Self portrait of Bert Stern with Marilyn Monroe.

Self portrait of Bert Stern with Marilyn Monroe.

On June 21, 1962, photographer Bert Stern took what were to be the final photographs of Marilyn Monroe before her death. Know as “The Last Sitting”, the portraits were shot at the Bel Air Hotel in Hollywood over three days. On reflection Stern was never entirely satisfied with them, “because of photography’s technical limitations, they never quite communicated the dazzling image of Marilyn that existed in my mind’s eye at the time I photographed her.” As a result, over the next five years Stern began experimenting with silkscreening techniques in order to capture and preserve the image of Marilyn he saw at the time he photographed her.

For Stern, making silkscreens of his own photographs of Marilyn Monroe gave him complete control of every drop of pigment to touch paper, since each tone is laid down by hand. From that control comes his feeling that the silkscreen technique brings a photograph as close as it can come to being an original art object. Beyond that, though, Stern notes, “it adds dimension to the photograph that film can’t capture.

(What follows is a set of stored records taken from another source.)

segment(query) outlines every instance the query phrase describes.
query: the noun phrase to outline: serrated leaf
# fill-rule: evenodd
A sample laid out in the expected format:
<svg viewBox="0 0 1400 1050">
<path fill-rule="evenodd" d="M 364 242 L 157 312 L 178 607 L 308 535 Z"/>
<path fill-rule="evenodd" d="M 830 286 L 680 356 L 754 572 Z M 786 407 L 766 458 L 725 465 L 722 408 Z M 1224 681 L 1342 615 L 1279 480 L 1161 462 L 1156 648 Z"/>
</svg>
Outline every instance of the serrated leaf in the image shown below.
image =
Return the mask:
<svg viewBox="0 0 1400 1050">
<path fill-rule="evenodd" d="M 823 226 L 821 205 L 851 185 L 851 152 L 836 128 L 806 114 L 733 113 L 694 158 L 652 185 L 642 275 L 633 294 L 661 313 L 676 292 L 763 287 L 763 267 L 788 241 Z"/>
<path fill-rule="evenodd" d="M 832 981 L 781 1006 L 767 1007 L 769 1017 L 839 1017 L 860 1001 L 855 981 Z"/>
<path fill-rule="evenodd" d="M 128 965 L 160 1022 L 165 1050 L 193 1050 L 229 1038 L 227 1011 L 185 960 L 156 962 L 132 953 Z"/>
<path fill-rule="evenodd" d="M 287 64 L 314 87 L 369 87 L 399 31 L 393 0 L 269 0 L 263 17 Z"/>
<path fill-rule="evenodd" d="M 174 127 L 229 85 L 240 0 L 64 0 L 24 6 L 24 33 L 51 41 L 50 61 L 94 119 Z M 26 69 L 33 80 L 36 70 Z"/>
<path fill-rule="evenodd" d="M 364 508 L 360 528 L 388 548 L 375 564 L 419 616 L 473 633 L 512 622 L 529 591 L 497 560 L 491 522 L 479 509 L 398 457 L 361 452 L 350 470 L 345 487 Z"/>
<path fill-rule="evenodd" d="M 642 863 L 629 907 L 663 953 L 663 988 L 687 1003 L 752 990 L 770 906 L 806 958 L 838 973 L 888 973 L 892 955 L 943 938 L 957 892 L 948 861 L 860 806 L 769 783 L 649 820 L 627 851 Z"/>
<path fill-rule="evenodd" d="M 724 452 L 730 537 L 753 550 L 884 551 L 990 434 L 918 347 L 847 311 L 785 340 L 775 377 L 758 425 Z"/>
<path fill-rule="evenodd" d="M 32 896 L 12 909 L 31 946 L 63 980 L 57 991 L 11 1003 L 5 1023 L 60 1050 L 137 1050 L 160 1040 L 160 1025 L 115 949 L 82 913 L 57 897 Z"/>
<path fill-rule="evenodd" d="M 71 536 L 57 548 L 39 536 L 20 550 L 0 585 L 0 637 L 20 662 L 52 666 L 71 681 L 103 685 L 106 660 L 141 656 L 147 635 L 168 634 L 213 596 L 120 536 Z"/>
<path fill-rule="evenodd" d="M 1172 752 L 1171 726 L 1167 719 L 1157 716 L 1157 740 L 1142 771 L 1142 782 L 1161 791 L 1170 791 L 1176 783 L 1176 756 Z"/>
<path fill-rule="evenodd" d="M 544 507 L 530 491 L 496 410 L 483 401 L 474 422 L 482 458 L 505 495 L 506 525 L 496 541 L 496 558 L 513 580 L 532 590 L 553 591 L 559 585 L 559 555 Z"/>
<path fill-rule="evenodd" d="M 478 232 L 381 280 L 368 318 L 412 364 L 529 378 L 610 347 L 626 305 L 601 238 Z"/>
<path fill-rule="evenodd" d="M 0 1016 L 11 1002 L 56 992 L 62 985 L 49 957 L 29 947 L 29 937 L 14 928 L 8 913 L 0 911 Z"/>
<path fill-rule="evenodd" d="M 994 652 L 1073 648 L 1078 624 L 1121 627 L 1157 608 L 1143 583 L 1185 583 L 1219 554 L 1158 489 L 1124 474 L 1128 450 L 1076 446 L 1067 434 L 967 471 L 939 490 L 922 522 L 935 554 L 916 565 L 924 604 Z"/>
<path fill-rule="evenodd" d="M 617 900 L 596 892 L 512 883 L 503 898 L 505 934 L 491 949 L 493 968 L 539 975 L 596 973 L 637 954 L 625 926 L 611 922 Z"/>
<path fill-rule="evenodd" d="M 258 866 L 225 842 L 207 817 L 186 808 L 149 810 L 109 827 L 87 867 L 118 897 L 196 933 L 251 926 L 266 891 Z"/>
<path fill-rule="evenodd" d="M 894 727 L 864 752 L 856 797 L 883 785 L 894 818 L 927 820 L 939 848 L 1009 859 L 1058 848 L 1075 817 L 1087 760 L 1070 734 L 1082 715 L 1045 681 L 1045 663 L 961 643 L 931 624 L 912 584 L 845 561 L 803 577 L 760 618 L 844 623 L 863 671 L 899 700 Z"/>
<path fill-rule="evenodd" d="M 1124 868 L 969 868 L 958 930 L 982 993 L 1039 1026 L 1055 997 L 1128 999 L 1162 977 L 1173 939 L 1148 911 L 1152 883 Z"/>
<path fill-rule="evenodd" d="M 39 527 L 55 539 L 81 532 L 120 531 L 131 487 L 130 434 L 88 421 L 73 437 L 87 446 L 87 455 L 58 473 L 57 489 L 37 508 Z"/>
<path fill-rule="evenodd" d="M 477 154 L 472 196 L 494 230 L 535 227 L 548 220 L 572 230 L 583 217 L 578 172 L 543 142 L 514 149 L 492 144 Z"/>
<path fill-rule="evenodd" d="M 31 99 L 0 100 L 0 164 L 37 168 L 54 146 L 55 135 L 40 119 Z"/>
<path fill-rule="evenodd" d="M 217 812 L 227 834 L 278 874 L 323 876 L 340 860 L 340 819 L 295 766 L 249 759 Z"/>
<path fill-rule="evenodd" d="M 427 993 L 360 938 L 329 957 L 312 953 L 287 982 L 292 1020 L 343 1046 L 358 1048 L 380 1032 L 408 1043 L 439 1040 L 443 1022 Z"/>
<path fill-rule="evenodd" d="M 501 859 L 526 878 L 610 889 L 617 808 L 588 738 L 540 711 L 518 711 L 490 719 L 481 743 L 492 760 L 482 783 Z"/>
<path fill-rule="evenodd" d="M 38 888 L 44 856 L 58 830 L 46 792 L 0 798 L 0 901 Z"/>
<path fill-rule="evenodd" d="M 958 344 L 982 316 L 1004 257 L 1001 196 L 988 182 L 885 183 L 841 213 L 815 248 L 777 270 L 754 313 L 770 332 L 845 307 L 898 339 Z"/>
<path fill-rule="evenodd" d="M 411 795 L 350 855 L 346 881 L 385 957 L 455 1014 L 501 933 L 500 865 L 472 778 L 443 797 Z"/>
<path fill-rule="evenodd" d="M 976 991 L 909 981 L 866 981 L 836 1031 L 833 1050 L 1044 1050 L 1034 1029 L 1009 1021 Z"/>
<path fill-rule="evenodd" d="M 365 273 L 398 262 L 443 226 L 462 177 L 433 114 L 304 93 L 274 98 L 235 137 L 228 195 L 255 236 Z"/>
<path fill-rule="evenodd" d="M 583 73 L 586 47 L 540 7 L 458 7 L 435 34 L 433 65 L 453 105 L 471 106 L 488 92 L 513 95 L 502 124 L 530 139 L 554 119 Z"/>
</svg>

The layers of paint let me rebuild the mood of my shooting with Marilyn, the intangible impressions she made on me when we worked, most of which simply elude the fundamental tools of photography.”

THE TECHNIQUE:
Although the creation of silkscreened images is not in itself a strictly photographic process, Stern sees in it a way to add dimension to ordinary photographs – black and white or color. He uses standard materials and methods for photo silk-screening. A conventional negative is first enlarged onto an 8×10” sheer of “litho” film. The resulting high-contrast positive transparency is then placed in contact with a sheet of special “photo screen film” and exposed to the light from a 500-watt photoflood lamp until the image has been printed onto the screen film. After processing, the screen film image is transferred to a mesh screen, through which pigments are then applied onto the actual surface of the final prints. There pigments can consist of a variety of different paints or inks, including the luminescent Day-Glo material Stern uses. Once a single application has dried, extra layers can be added. For these images of Marilyn Monroe, Stern placed the extra layers slightly out of register with the initial screening. He often applies pigments by simply painting them freehand over the screened images.

Published in Issue #2 of Avant Garde magazine, March 1968. The Marilyn Monroe Trip: A Portfolio of Serigraphic Prints by Bert Stern.